Feds say they have shut down Darkode malware marketplace

Jul 15, 2015, 11:12 AM

KTAR.com

PITTSBURGH (AP) — The Justice Department shut down an online “criminal bazaar” where computer hackers bought and sold stolen databases, malicious software and other products that could cripple or steal information from computers and cellphones, authorities said Wednesday.

Roughly 70 alleged cybercriminals in the United States and 19 other countries were targeted in the 18-month probe of Darkode.com. The secretive, members-only site was the largest-known English language malware forum in the world until the FBI got a court order to shut it down, investigators said.

“We have dismantled a cyber-hornets’ nest of criminal hackers which was believed by many to be impenetrable,” U.S. Attorney David Hickton said.

Twelve people have been charged in the United States by federal prosecutors in Pittsburgh, Wisconsin, Louisiana and the District of Columbia, including Daniel Placek, 27, of Glendale, Wisconsin, and Matjaz Skorjanc, of Maribor, Slovenia.

They allegedly created Darkode in 2007 “for the purpose of bringing together the most talented computer hackers and cybercriminals on the Internet,” court documents said.

Skorjanc is jailed in Slovenia and must be brought to Pittsburgh to face charges including racketeering conspiracy and wire, bank and computer fraud.
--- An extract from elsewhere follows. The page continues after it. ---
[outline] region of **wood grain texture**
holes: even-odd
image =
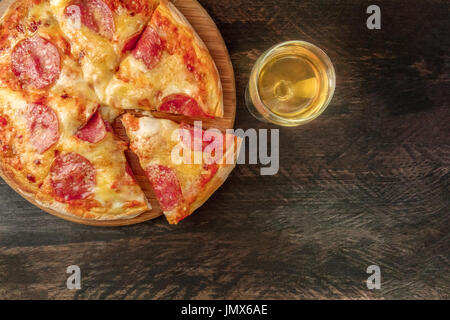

He doesn’t have an American attorney.

Placek, charged with conspiracy to commit computer fraud, will surrender once a federal judge in Pittsburgh orders him to appear. His attorney didn’t immediately return a call.

Twenty-eight others have been arrested by foreign authorities.

Roughly 30 more are the targets of search warrants, which are necessary because some countries require evidence to be seized before criminal charges can be brought. In other cases, computers must be searched so investigators can connect online personas with real people.

The number of victims and the amount of their losses can’t readily be calculated, Hickton said. John Lynch, the chief of the Justice Department’s Criminal Division’s Computer Crime and Intellectual Property Section, estimated it at hundreds of millions of dollars.

Rob Wainwright, director of the European Union’s law enforcement agency, Europol, said shutting down Darkode significantly disrupted the underground economy. He called it “a stark reminder that private forums are no sanctuary for criminals.”

One 20-year-old Pittsburgh man is charged with designing Dendroid, a piece of malware that lets someone remotely control infected Android cellphones. Information from those phones could be stolen and the phones themselves used to take pictures and videos, make calls and send text messages without the owner’s knowledge.

Dendroid was sold for as much as $65,000 to outsiders, but $300 to other Darkode members.

A Binghamton, New York, man infected computers with something called Facebook Spreader, used to send out spam messages on the social media site, authorities said.

Among those still at-large is Johan Anders Gudmunds, 27, of Sollebrunn, Sweden. He took over administering Darkode in 2010 and operated his own botnet, which illegally took control of more than 50,000 computers and stole data from them more than 200 million times, authorities said.

Hackers could also sell the fruits of their labor: stolen email and personal information databases that others could use in identity theft and other schemes. Lists for sale included customers who participated in an automobile auction; personal information from 39,000 people on a Social Security database; and 20 million email and usernames stolen in another scheme.

One target, an 18-year-old man arrested in England in January, is allegedly responsible for hacking into Sony’s PlayStation Network and Microsoft’s Xbox Live services last year around Christmas.

Those targeted for arrest or searches live in the United States, United Kingdom, Australia, Bosnia-Herzegovina, Brazil, Canada, Colombia, Costa Rica, Croatia, Cyprus, Denmark, Finland, Germany, Israel, Latvia, Macedonia, Nigeria, Romania, Serbia and Sweden. There are victims in all of those countries, and others, authorities said.

“The FBI has effectively smashed the hornets’ nest and we are in the process of rounding up and charging the hornets,” Hickton said.